Asset Shortlisting Via Fuzzy Support Vector Machines for Portfolio Optimization Model with Second-Order Stochastic Dominance Criterion
Abstract
The emergence and underdevelopment of machine learning (ML) methods to effectively process large-scale finance data and make accurate predictions encourage their application to traditional Portfolio Optimization (PO) models. This paper formulates a two-stage hybrid model for portfolio optimization. The first stage involves (i) Fuzzy Support Vector Machines (Fuzzy SVM) shortlisting of assets, which is an effective approach to deal with uncertainty and nonlinearity in finance data.
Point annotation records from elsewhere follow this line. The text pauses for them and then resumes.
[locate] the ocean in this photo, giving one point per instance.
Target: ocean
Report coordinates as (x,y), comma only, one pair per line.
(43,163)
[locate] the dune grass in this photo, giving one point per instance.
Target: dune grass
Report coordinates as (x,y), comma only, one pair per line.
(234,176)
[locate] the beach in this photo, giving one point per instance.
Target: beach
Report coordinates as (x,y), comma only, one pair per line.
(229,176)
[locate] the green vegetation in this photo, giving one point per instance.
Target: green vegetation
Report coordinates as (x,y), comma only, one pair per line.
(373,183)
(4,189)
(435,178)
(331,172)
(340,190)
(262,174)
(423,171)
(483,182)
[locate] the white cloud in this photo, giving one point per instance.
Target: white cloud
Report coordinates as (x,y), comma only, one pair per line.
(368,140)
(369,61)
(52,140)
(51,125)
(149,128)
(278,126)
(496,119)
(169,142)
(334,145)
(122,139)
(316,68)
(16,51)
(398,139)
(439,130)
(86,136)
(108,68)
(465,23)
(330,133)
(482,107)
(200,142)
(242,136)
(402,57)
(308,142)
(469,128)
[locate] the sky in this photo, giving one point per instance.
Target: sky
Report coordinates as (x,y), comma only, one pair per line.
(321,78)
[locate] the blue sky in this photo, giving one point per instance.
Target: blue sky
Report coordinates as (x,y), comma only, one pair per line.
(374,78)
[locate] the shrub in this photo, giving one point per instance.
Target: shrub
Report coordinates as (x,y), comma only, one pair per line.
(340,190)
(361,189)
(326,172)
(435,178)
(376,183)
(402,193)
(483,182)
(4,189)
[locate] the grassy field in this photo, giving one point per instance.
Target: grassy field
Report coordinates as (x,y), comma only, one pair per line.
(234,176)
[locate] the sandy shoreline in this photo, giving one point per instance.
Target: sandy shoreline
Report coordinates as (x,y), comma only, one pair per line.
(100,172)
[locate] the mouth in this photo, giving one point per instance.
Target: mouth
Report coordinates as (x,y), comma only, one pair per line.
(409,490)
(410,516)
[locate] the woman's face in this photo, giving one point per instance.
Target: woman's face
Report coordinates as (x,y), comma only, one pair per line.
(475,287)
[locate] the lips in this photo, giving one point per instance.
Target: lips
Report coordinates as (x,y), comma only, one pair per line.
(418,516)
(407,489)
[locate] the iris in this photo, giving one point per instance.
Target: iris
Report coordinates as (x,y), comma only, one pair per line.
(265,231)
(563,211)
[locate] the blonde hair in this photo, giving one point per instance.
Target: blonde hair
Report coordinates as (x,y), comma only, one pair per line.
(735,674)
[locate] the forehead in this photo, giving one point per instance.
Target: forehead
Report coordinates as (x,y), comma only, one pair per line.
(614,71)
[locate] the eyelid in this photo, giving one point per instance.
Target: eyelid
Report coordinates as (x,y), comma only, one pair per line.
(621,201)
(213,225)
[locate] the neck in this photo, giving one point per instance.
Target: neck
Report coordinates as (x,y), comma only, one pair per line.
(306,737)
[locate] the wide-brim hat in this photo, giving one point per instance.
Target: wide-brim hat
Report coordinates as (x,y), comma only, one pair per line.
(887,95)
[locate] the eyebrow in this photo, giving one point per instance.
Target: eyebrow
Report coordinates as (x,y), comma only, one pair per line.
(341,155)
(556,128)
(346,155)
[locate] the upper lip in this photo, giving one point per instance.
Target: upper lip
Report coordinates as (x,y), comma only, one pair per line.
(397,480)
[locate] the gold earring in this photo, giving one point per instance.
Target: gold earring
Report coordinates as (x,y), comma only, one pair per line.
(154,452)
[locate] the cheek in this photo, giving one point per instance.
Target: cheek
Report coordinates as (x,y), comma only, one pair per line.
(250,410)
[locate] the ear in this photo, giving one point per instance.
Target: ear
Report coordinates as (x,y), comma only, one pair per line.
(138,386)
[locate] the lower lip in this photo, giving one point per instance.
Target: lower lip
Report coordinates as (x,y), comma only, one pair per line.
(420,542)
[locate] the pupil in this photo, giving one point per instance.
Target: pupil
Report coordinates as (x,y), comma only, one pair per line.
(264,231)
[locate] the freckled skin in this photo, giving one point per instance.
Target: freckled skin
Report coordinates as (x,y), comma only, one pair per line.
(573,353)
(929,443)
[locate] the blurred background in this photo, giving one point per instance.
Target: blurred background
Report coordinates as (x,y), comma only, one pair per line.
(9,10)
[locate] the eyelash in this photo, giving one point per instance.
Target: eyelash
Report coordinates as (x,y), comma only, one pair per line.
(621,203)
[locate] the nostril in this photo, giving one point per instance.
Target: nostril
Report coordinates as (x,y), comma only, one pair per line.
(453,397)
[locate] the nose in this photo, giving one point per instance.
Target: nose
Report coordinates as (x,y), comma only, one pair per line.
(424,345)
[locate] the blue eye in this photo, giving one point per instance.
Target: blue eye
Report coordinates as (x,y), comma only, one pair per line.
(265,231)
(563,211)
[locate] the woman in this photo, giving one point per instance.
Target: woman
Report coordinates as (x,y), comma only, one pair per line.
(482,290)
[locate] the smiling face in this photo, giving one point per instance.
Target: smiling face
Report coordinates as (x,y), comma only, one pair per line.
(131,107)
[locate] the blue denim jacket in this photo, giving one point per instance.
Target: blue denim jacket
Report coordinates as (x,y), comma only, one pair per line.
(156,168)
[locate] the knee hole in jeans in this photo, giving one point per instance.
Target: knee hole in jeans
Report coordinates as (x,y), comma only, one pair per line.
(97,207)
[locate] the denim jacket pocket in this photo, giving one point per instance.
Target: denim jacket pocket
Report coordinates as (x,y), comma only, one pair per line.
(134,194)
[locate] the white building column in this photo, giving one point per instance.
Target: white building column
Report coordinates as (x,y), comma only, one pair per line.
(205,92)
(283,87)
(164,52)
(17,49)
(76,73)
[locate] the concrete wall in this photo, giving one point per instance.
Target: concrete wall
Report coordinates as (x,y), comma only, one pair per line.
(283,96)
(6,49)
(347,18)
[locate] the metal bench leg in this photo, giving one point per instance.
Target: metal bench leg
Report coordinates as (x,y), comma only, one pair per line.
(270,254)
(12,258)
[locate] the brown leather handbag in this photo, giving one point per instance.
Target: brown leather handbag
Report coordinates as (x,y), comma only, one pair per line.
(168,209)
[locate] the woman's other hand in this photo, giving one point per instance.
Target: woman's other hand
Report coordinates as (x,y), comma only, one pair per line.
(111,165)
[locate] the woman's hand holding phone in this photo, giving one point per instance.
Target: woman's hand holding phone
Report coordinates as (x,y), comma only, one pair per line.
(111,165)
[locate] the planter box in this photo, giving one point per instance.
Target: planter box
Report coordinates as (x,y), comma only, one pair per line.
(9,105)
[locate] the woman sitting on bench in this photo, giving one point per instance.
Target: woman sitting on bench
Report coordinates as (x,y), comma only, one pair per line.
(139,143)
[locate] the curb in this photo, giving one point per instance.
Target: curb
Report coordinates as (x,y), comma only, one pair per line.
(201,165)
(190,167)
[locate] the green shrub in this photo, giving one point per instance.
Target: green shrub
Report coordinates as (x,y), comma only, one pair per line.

Stage (ii) optimizes the chosen assets under Second-Order Stochastic Dominance (SSD) constraints in the second stage to address the pitfalls of the classical Markowitz model for maximizing investor satisfaction and utility. The new framework is tested on eight international equity markets, such as Bovespa 90 (Brazil), DAX 40 (Germany), Dow Jones Industrial Average (U.S.A.), EURO 50 (Europe), FTSE 100 (U.K.), Hang Seng (Hong Kong), Nifty 100 (India), and Nikkei 400 (Japan), and compared with models having no asset shortlisting and using traditional SVM-based selection. Empirical results indicate that Fuzzy SVM–SSD performs better consistently compared to the benchmarks on various measures of performance, such as average returns, Value at Risk (VaR), Conditional Value at Risk (CVaR), and minimum return. Also, better reward-to-risk performance is witnessed by virtue of higher STARR, Sharpe, and Sortino ratios. On the whole, the findings emphasize the significance of smart asset shortlisting and show the usefulness of combining fuzzy learning processes with risk-sensitive portfolio optimization for better financial decision-making.